/ES - can be any derivative Chart 240 tick 180 EMA (low) 200 EMA (low) Previous Day Hi Lo Close Previous Close (large horizontal line drawn) Trendlines 240 tick chart Larger timeframe Trendlines Price pattern recognition/repetition 1) 9:30 10:30 price average calculation 2) Is price above or below opening range 3) Is the last EMA crossover implied bearish or bullish 4) Impending news events 5) Look for breaks of trendlines or support and resistance 6) Wait for retrace, initiate position in conjunction with EMA, opening range implications 7) Always use predefined stoploss (Every trade needs a stop loss entered.) 8) Look for lunch time mean reversion 9) Look for post lunch time trend resumption 10) Look for bounce or violation of previous days highs lows. The above will keep your chances for survival higher.
If your looking to play mean reversion, wait for failure at daily high and proximity to long term high. (Mean reversion on longer timeframe) Or failure at long term low and prev day low..
Well thought out, but newbies won't think much of it as this takes study and knowledge to understand your list took years of watching the screen. Thank you Sir, I wish more of older traders gave more like you just posted.
To understand the nuances of the above it took years of screen time. It may look simple but it’s not. It’s quite mentally challenging to trade tick charts. Every time I violate any of the above rules, it always decreases probability of a good outcome. It takes a extreme amount of discipline to follow the above.
Real live trading rules -- from a real live trader -- maybe in response to a real live (if newborn) market? This market just keeps getting better and better. ("Nice post, Spectre!")
Scenario 1: Price is below OR Last EMA crossover bearish Price is at intermediate term highs Price has created downward progression with a retracement, the retracement itself has created a tick trendline. The retracement progresses up to tick resistance(previous tick peak), the tick trendline breaks: Action: Enter short with stop loss
So basically you could workout all the permutations of the conditions above and create plan of action or more importantly a plan to do nothing if signals conflict. If price is in the middle of a intermediate term range, the only guidance you have is intermediate term trendline or support resistance. Price loves to travel from intermediate term high and low. It loves to range trade.

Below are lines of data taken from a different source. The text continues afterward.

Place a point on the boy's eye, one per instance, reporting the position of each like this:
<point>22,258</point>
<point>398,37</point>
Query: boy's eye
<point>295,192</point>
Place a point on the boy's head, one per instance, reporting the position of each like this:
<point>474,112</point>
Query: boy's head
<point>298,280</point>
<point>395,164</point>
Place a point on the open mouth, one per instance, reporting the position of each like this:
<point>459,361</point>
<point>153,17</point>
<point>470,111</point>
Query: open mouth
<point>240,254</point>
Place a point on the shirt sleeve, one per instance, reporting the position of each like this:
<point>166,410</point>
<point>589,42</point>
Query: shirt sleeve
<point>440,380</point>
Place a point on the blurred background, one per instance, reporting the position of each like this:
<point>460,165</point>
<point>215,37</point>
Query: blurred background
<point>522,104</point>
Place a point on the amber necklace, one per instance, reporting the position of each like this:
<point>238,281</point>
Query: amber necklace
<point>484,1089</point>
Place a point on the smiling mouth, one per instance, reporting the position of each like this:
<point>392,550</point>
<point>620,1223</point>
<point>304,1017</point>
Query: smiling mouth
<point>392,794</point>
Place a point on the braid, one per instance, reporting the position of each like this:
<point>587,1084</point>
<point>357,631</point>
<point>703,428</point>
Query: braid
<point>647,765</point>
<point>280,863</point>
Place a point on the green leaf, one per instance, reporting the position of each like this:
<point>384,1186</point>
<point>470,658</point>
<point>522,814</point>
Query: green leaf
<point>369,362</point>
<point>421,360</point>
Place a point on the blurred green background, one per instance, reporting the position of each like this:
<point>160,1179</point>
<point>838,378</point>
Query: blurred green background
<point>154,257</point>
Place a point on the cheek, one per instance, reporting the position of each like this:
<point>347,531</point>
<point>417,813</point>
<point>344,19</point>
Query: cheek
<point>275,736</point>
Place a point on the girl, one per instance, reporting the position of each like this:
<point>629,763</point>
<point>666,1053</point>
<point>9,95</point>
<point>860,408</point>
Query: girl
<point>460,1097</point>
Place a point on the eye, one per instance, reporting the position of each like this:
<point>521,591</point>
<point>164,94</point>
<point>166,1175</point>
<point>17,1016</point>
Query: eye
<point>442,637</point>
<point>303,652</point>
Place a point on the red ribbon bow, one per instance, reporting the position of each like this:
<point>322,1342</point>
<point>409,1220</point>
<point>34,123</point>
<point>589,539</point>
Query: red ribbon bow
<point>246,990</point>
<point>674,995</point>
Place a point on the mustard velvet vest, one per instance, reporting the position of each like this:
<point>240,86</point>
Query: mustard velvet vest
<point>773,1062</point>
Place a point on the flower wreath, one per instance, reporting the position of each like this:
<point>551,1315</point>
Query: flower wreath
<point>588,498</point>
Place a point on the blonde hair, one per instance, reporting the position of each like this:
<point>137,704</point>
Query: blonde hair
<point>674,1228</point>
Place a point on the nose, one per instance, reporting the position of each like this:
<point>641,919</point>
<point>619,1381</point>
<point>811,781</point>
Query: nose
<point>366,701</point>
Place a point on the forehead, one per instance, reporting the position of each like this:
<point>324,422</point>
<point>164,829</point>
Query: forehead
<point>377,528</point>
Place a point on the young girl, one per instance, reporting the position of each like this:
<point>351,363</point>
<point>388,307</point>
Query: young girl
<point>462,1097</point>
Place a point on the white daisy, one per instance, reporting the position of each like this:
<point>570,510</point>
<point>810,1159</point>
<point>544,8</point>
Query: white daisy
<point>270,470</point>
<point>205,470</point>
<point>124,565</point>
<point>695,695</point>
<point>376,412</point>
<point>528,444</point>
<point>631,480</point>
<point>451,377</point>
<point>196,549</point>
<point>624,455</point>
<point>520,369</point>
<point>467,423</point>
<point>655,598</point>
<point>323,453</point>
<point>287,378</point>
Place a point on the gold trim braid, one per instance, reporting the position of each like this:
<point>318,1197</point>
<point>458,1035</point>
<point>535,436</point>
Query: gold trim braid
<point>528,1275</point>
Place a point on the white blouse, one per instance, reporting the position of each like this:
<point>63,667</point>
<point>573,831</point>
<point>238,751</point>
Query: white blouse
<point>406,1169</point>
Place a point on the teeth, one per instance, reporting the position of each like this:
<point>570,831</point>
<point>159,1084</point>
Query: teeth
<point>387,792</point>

If it’s a highly emotional volatile day going in. All you need is a set of EMAs on a tick chart. If price is expected to cover a tremendous amount of ground. The EMA crossovers are minimal compared to a slow day. Price just keeps going in one direction.
Seriously? EMA crossovers on a tick chart? No offense. I’ve enjoyed many of your posts, but on this one, I can’t think of a more guaranteed path to failure.